# Warcraft III Needs OpenGL??



## blue gekko (Feb 1, 2007)

Okay, I installed Warcraft III, and Frozen Throne on my Mac OSX 10.3.2. When I try to open the program, it comes up with a dialogue box telling me that it wasn't able to initialize OpenGL. BUT I HAVE OpenGL!!

Thanks for all your help.


----------



## Lt Major Burns (Feb 2, 2007)

Update to 10.3.9


----------



## Kees Buijs (Feb 17, 2007)

blue gekko said:


> Okay, I installed Warcraft III, and Frozen Throne on my Mac OSX 10.3.2. When I try to open the program, it comes up with a dialogue box telling me that it wasn't able to initialize OpenGL. BUT I HAVE OpenGL!!
> 
> Thanks for all your help.



I have no problem playing the game both in mac os x (10.4) and under os 9 (by booting into it) on the same system 5 years old by now).
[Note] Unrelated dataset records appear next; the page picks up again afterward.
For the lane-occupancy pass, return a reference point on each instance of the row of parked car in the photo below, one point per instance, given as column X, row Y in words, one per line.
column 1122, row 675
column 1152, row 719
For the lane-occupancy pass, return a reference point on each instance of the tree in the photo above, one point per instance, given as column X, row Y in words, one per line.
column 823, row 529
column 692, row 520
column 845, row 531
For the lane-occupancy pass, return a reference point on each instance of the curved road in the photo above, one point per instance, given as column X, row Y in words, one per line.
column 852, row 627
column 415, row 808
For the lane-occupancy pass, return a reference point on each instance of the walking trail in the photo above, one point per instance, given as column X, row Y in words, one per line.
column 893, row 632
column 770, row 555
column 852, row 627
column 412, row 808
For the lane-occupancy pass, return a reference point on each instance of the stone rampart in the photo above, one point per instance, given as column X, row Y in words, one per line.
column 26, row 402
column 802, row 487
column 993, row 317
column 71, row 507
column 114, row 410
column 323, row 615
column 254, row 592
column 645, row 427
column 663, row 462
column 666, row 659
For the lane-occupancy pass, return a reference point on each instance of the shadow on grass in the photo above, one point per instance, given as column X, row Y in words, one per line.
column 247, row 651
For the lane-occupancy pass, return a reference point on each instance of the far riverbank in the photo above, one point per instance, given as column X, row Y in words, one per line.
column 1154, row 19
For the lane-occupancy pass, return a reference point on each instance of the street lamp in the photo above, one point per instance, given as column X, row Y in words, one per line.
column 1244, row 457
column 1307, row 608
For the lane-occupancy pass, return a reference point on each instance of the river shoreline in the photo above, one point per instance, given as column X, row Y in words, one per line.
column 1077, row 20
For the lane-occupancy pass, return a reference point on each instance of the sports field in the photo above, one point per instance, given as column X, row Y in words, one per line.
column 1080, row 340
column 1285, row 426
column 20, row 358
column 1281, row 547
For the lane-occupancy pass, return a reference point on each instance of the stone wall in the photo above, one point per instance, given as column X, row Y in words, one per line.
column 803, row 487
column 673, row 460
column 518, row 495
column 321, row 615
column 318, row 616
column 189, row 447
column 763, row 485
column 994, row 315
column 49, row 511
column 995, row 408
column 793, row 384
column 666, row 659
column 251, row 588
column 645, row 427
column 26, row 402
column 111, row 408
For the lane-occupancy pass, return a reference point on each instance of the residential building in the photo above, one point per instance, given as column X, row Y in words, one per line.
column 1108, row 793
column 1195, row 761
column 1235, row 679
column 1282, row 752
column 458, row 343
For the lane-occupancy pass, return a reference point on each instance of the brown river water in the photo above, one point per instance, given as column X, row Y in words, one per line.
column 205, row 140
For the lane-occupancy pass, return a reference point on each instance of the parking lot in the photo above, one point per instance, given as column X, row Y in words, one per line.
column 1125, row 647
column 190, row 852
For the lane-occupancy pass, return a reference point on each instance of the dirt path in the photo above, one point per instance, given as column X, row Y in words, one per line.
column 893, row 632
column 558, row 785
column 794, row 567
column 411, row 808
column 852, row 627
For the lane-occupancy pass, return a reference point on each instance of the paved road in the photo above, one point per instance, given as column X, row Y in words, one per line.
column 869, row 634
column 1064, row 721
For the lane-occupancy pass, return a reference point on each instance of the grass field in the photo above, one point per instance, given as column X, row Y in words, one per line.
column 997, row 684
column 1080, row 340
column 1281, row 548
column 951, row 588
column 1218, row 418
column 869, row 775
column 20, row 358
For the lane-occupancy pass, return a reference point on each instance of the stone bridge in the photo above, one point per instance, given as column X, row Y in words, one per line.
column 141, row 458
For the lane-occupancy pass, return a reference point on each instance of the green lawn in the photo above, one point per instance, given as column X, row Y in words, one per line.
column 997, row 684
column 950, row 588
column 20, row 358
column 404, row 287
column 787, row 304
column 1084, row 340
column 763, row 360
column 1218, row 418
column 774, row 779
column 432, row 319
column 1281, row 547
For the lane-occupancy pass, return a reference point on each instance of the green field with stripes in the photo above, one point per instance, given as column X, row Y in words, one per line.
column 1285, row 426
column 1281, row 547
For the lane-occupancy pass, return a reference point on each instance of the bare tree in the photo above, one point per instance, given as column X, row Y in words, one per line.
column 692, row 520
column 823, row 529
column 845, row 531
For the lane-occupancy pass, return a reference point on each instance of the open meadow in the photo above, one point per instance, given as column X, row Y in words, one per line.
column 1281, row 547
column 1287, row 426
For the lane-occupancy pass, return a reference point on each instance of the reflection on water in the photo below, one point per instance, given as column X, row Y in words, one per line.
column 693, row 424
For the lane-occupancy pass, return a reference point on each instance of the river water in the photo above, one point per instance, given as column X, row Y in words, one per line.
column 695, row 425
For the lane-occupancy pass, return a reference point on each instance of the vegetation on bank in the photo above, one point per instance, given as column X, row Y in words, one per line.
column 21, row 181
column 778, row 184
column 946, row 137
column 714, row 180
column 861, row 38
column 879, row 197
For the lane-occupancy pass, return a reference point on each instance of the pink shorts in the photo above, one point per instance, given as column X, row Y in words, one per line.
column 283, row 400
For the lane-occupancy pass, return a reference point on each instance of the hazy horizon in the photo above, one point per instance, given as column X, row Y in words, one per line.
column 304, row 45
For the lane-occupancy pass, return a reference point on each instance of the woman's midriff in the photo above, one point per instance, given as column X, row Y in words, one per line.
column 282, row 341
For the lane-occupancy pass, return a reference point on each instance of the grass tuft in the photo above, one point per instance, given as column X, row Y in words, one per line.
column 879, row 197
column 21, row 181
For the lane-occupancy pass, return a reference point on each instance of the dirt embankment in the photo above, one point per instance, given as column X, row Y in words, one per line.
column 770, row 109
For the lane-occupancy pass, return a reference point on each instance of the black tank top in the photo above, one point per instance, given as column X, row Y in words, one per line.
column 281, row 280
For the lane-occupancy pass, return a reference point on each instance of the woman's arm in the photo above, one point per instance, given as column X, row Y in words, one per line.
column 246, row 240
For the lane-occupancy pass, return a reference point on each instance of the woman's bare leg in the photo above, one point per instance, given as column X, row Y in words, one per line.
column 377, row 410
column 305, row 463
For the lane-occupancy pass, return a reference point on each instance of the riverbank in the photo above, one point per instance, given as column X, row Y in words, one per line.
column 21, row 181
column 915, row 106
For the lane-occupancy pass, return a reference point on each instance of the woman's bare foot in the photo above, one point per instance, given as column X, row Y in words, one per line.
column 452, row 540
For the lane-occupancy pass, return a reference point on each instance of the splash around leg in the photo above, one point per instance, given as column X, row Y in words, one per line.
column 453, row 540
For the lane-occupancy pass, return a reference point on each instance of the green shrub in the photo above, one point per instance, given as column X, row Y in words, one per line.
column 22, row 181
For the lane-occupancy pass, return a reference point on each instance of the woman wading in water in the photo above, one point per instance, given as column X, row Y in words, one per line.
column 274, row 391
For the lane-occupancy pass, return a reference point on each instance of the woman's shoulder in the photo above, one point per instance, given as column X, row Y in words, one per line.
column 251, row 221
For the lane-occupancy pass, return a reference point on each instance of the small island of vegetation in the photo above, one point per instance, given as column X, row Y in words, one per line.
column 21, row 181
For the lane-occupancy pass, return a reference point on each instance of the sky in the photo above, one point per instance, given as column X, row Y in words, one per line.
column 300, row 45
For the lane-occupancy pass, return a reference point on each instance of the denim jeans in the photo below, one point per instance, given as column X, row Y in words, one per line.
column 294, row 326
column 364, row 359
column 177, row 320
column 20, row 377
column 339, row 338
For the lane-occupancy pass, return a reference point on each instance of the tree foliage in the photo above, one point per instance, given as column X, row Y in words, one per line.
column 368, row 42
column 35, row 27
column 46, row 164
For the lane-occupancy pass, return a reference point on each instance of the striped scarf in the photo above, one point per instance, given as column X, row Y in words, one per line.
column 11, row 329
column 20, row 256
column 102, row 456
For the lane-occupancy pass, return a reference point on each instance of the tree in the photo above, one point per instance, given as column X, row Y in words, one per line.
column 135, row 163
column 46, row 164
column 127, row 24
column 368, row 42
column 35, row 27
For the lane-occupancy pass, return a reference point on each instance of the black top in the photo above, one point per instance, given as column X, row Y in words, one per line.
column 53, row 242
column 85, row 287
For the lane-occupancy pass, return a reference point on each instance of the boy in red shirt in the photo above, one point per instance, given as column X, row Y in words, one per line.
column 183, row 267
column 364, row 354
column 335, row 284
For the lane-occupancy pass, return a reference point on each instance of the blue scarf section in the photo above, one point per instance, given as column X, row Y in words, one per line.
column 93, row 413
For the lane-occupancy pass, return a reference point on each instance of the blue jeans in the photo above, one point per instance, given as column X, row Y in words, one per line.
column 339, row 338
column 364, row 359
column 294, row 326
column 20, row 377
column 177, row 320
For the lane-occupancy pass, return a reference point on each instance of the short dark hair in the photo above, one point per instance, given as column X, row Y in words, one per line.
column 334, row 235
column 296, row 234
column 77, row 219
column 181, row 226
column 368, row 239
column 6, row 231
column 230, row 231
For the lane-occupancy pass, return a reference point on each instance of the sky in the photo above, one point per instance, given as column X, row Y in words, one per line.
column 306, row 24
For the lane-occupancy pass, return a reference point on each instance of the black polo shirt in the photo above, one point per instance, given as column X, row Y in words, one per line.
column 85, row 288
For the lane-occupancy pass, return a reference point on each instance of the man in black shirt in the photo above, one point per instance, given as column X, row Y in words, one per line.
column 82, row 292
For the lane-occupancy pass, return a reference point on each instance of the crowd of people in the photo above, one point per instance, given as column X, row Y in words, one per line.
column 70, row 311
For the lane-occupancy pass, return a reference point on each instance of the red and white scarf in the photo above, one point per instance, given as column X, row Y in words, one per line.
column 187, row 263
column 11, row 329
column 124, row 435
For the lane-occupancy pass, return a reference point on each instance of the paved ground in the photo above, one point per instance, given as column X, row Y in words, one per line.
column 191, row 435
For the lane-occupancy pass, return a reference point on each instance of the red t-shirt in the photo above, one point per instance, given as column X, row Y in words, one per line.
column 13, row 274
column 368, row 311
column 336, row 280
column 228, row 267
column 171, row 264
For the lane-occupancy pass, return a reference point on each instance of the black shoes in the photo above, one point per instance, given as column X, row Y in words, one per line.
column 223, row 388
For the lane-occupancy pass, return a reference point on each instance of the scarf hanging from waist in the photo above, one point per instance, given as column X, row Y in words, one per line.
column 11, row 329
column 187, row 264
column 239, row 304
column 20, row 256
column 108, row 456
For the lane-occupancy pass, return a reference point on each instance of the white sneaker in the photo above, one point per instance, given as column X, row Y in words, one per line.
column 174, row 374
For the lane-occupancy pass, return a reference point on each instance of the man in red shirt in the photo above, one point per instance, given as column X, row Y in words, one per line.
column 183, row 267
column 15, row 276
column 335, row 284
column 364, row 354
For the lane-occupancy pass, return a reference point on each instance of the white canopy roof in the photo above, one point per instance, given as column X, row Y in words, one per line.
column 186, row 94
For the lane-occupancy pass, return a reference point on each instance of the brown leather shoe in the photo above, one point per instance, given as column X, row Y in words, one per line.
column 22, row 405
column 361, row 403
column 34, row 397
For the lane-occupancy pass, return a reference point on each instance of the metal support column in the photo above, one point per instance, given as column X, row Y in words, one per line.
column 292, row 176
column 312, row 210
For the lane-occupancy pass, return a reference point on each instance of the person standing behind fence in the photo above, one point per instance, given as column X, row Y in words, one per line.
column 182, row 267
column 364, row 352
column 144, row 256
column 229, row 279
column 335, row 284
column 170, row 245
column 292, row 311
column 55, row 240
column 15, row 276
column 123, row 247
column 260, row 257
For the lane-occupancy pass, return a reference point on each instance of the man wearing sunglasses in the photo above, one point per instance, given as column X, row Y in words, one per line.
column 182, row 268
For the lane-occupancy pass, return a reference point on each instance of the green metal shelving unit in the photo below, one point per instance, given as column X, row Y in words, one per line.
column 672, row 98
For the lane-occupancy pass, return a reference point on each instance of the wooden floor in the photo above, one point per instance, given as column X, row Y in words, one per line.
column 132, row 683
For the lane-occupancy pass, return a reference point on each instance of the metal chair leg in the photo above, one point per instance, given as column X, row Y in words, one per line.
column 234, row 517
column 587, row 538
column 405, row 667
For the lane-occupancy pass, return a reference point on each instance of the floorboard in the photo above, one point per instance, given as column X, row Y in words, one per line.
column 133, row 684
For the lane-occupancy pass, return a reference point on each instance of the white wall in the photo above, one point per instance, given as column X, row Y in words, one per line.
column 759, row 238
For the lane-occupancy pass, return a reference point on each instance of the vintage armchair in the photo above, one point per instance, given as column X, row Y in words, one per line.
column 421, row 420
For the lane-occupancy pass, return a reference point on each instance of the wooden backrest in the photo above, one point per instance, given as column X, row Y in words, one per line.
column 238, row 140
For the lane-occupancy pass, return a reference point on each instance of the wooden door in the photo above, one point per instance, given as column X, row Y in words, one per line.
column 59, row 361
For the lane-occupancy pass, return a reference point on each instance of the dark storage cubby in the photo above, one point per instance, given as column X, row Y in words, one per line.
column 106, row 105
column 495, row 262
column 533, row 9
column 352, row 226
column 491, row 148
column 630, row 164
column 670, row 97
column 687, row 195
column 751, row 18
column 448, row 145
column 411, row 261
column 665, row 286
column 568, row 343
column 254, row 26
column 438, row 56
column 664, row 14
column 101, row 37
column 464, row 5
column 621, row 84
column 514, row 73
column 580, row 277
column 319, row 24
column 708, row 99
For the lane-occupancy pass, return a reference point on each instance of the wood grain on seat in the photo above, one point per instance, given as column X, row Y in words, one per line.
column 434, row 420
Although i am not sure it does support opengl from the box, it do not expect it to do so.


Good luck, Kees


----------



## Elton333 (Feb 22, 2007)

Under windows WarCraft 3 runs in both modes OpenGL and Direct3D. Under Mac I haven't tested this yet.


----------



## jhawk28 (Mar 1, 2007)

Direct 3D is only available on Windows. OSX uses OpenGL. You should also try upgrading to the latest version of Warcraft 3.

Joshua


----------